An anonymous reader writes: The anonymous community Tor Project has released a beta version of its Tor Messenger app – a chat platform which it intends to promote among users concerned with digital privacy and security. Like the onion routing Tor Browser, the app has been designed to protect the location and the routing data of the user, and transferred information via the open source Off-The-Record (OTR) protocol.

16 comments

  1. This could be dangerous. by Anonymous Coward · · Score: 0

    It sounds like the kind of thing criminals and terrorists would want to use.

    1. Re:This could be dangerous. by Killall+-9+Bash · · Score: 2

      You're right. Sounds very dangerous.... like the kind of thing NSA would want r00t on.

      --
      "Prediction: within 10 years, Windows will be a Linux distribution." Me, 7-6-2016
  2. Or you can just use cyph on tor. by Anonymous Coward · · Score: 1

    https://cyphdbyhiddenbhs.onion

  3. TOR Snail Mail anyone... by johnsnails · · Score: 1

    Is the 'instant chat' slower than TOR Snail Mail? https://lists.torproject.org/p...

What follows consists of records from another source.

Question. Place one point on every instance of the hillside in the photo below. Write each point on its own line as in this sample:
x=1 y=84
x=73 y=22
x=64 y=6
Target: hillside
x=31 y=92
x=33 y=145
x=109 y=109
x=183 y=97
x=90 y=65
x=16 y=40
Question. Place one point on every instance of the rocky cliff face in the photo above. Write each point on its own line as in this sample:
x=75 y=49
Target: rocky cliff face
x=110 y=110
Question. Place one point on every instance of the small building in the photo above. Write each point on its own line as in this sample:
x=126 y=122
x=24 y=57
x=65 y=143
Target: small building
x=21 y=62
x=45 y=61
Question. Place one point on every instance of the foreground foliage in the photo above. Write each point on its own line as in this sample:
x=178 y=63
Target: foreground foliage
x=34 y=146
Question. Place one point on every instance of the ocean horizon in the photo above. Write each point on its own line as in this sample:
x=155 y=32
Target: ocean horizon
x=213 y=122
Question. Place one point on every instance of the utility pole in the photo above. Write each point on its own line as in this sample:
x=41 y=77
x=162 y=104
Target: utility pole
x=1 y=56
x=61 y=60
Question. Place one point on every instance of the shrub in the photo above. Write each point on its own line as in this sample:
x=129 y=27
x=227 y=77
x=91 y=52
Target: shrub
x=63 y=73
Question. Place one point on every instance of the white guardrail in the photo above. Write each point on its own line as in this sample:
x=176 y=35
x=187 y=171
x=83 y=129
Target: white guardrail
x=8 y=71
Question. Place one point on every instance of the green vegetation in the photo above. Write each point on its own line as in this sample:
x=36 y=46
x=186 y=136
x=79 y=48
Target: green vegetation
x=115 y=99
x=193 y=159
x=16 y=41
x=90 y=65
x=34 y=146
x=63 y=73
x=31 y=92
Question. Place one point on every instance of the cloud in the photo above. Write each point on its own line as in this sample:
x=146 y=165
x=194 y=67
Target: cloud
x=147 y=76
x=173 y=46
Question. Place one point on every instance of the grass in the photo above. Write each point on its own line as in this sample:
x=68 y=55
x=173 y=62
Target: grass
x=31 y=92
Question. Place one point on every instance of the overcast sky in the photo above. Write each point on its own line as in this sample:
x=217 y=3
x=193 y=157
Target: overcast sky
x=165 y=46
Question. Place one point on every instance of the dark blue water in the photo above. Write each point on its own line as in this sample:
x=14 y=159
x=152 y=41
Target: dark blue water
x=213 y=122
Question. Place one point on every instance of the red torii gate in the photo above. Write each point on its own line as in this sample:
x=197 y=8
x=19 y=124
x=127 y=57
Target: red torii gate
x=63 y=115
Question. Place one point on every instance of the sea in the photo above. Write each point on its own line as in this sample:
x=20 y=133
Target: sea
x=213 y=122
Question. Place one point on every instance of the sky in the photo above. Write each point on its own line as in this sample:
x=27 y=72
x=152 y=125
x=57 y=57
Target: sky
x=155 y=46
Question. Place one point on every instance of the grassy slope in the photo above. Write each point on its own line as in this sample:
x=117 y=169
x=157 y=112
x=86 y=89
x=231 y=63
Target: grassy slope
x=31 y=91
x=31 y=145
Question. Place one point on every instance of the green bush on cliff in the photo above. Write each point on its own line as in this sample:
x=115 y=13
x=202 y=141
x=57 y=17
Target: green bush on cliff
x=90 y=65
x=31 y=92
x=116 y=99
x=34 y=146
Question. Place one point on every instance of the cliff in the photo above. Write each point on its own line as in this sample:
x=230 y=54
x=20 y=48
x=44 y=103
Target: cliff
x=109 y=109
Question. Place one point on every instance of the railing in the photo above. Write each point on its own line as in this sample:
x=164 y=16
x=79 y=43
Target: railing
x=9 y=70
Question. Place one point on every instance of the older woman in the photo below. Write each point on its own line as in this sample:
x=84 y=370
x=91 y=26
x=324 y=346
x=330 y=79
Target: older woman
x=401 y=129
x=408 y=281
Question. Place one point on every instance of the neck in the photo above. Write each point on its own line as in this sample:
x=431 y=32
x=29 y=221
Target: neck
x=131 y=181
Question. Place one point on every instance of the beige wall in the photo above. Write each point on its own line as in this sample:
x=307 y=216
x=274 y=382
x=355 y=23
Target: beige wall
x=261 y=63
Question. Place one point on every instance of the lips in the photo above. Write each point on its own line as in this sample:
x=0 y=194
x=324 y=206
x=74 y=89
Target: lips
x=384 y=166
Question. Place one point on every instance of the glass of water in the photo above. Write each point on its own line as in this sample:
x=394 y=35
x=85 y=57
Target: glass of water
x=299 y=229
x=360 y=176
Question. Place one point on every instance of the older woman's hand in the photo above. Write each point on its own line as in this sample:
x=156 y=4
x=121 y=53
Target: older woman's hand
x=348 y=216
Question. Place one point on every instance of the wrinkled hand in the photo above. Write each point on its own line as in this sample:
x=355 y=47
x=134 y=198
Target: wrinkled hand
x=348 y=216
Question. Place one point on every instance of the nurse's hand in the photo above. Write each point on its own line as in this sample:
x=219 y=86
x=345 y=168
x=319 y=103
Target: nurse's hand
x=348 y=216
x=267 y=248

  4. Too late by jdavidb · · Score: 1

    Too late for Ross Ulbricht, I see.

  5. Could be useful by Anonymous Coward · · Score: 0

    Could be useful during the Muslim apocalypse.

  6. It's a trap! by Anonymous Coward · · Score: 0

    Seriously though, Tor is not anonymous, it's a collection list.

    1. Re:It's a trap! by gweihir · · Score: 1

      I see you get paid for spreading FUD. More evidence the feds and the NSA/GCHQ actually cannot get into TOR.

      --
      Most ACs are not even worth the keystrokes to insult them. Be generically insulted by this and ignored otherwise.
  7. Secure chat? by jez9999 · · Score: 1

    Cool! Shame it's gonna be illegal in the UK soon...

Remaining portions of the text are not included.